ZEW/gif Office Market Forecast - Rents For Offices in Prime Locations Strongly Increase

Research

Prime rents at the five largest German office real estate markets Berlin, Hamburg, Frankfurt, Düsseldorf and Munich will considerably increase by the end of 2012. At the same time, the vacancy rate will hardly be reduced –with the exception of Düsseldorf and Frankfurt. These are the findings of the second survey among real estate market experts, which was conducted by the gif-Arbeitskreis Marktanalysen und Bedarfsprognosen (gif market analysis and demand forecasting working group) in cooperation with the Centre for European Economic Research (ZEW) in Mannheim.

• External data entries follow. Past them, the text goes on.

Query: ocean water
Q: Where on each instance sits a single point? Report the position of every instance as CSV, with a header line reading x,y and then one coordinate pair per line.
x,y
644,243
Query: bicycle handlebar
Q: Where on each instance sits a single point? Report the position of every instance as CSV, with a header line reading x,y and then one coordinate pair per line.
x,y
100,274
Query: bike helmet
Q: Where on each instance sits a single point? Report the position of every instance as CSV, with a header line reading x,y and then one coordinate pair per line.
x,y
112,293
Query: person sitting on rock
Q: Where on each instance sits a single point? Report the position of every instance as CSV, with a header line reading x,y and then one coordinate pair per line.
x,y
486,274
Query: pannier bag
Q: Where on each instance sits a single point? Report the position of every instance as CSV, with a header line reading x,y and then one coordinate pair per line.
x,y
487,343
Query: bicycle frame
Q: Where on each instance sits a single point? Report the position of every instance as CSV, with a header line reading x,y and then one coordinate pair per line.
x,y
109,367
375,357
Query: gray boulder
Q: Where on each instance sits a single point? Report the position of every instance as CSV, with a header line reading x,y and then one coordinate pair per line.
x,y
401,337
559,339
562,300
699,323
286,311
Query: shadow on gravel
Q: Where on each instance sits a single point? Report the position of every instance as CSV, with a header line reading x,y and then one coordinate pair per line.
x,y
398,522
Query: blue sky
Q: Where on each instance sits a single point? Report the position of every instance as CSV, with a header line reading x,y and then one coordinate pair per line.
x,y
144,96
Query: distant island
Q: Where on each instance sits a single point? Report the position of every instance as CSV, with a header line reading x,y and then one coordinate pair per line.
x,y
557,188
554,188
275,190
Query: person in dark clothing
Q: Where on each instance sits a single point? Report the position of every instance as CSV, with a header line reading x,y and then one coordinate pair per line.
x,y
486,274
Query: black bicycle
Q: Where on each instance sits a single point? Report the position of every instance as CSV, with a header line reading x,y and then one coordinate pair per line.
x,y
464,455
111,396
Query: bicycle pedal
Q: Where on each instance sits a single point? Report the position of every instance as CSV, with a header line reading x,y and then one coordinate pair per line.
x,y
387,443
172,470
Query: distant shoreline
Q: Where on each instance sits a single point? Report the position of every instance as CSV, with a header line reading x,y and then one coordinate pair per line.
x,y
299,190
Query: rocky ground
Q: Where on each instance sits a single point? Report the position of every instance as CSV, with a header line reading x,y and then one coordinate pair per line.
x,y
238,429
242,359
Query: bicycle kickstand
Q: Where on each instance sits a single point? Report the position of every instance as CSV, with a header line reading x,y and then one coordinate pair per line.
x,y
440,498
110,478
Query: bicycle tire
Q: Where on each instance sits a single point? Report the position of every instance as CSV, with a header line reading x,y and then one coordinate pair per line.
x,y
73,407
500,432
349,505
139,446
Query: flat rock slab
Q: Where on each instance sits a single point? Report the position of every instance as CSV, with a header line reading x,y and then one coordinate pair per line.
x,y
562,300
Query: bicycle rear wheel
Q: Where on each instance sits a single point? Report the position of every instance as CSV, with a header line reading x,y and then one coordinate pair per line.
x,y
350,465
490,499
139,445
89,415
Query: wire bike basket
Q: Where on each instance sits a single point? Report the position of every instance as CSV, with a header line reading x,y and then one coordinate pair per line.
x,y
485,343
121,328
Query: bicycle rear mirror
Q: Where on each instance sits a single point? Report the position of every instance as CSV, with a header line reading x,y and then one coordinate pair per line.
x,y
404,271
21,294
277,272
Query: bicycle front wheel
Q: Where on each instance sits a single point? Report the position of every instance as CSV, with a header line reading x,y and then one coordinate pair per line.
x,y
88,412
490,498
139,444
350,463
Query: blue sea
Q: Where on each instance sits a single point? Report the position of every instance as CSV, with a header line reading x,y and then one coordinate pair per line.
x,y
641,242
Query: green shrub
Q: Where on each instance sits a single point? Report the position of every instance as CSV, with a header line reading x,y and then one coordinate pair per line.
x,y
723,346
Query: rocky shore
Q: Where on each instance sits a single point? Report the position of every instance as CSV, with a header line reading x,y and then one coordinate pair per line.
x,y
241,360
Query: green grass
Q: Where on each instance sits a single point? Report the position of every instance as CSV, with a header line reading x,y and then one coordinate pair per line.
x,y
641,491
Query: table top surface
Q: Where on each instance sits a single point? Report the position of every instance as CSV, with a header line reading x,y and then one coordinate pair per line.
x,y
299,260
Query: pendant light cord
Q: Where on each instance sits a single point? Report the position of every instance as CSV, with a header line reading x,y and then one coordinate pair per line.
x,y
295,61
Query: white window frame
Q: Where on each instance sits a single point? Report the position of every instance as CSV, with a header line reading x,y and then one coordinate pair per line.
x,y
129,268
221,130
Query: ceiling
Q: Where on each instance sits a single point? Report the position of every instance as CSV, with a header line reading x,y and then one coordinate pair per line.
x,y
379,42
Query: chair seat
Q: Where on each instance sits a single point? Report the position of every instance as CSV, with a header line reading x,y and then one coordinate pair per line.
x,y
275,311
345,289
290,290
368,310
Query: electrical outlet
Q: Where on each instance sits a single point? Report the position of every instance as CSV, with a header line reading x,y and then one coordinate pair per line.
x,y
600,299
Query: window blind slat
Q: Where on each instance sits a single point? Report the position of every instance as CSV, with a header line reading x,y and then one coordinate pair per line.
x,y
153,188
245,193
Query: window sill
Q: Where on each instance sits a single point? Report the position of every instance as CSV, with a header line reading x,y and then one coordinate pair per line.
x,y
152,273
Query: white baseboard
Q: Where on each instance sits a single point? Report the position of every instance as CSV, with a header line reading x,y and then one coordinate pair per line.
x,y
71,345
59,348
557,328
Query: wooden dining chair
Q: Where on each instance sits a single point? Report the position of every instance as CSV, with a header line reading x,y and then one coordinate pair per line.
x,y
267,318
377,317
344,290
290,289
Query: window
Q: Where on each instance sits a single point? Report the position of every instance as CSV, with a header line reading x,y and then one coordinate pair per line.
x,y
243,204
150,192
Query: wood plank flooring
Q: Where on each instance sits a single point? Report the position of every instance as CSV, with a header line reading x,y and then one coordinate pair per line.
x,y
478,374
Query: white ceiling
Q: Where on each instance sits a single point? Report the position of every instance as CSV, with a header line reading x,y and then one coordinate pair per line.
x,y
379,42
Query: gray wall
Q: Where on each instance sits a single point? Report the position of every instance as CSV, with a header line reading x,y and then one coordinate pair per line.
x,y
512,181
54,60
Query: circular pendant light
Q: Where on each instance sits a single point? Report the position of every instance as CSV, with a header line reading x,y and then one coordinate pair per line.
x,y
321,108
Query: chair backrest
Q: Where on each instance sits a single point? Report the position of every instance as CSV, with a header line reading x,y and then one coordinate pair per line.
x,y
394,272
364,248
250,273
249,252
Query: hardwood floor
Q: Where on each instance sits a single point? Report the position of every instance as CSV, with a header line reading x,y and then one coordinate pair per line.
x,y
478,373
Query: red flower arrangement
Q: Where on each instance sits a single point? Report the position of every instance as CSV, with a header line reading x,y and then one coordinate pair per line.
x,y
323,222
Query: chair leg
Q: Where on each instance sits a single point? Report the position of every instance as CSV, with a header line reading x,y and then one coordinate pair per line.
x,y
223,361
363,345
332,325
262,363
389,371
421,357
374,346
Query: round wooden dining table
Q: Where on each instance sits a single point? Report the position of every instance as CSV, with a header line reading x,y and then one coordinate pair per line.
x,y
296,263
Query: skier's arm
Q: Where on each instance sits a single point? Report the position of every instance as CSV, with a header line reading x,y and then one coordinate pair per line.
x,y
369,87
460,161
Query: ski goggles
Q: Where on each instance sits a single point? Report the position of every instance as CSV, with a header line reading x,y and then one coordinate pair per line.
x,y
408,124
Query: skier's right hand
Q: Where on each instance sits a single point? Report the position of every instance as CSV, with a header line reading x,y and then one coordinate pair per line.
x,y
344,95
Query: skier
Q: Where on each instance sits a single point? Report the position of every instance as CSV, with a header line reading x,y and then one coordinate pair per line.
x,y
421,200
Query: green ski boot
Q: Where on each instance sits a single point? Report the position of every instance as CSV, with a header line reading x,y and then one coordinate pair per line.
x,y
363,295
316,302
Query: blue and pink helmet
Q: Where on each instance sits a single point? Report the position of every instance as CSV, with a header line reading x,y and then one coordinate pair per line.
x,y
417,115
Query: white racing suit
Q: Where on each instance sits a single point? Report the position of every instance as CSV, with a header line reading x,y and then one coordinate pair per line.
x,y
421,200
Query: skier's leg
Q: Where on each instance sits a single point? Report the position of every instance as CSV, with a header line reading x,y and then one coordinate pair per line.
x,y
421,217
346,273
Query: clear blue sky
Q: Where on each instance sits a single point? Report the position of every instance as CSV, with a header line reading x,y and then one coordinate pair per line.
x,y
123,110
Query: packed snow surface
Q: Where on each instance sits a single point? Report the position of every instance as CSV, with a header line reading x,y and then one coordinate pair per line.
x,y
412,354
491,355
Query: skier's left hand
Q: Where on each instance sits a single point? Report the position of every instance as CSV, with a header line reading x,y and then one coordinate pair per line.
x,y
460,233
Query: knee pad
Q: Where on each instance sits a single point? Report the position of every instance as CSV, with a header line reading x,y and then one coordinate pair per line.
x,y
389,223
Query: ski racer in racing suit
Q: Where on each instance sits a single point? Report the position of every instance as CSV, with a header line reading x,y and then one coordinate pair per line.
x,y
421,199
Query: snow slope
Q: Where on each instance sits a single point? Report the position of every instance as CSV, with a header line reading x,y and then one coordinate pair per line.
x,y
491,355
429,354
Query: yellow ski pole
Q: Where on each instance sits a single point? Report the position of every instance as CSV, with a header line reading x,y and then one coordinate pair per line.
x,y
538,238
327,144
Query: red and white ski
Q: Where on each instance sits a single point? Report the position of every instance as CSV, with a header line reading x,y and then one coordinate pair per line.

In particular, rents for office real estate in Berlin and Munich will strongly increase. The majority of survey participants expect that prime rents in these cities will increase by three per cent in 2011 and around 3.5 per cent in 2012. Thus, Munich will pass the mark of 30 euros per square metre by the end of 2012. It appears that rents of 40 euros per square metre are likely in Frankfurt.

"From experience we know that rents outside prime locations change later than prime rents," says Dr. Jaroslaw Marowski, co-organiser of the survey. "We will see if and when the predicted increase of prime rents is going to occur at other locations."

With regard to the development of returns in the office real estate industry, the experts’ opinions vary. For 2011, a clear majority of the survey participants expects that the returns will decline. For 2012, however, some experts believe that increasing returns are likely. "Forecasts on returns are considered difficult and uncertain," says Prof. Dr. Felix Schindler, ZEW researcher and head of the survey evaluation. "Accordingly, the results regarding the development of prime rents are less precise."

With respect to reducing vacancies in office real estate, the experts are less optimistic. They do expect a small reduction at the locations for office real estate analysed by ZEW and gif. Düsseldorf and Frankfurt are the cities which do best in reducing vacancies. Optimistic forecasts suggest that the vacancy rate in both cities will decline by one percent point to around 11 per cent in Düsseldorf and 14 per cent in Frankfurt by 2012.

The fact that this survey was successfully conducted for the second time and additional survey participants took part is particularly positive. "The forecasts we received were made independently and are rather homogenous, reflecting the optimistic basic attitude of the economic sector," says Ullrich Werling, co-organiser of the survey. "The number of responses and the similarity of the results indicate that the real estate market experts who participated in the survey are very professional."

According to Thomas Beyerle, head of gif working group, the ZEW/gif Office Market Forecast is a valuable contribution for increasing the transparency in the real estate industry. "The survey’s progress and outcome is just one more reason to continue with this project."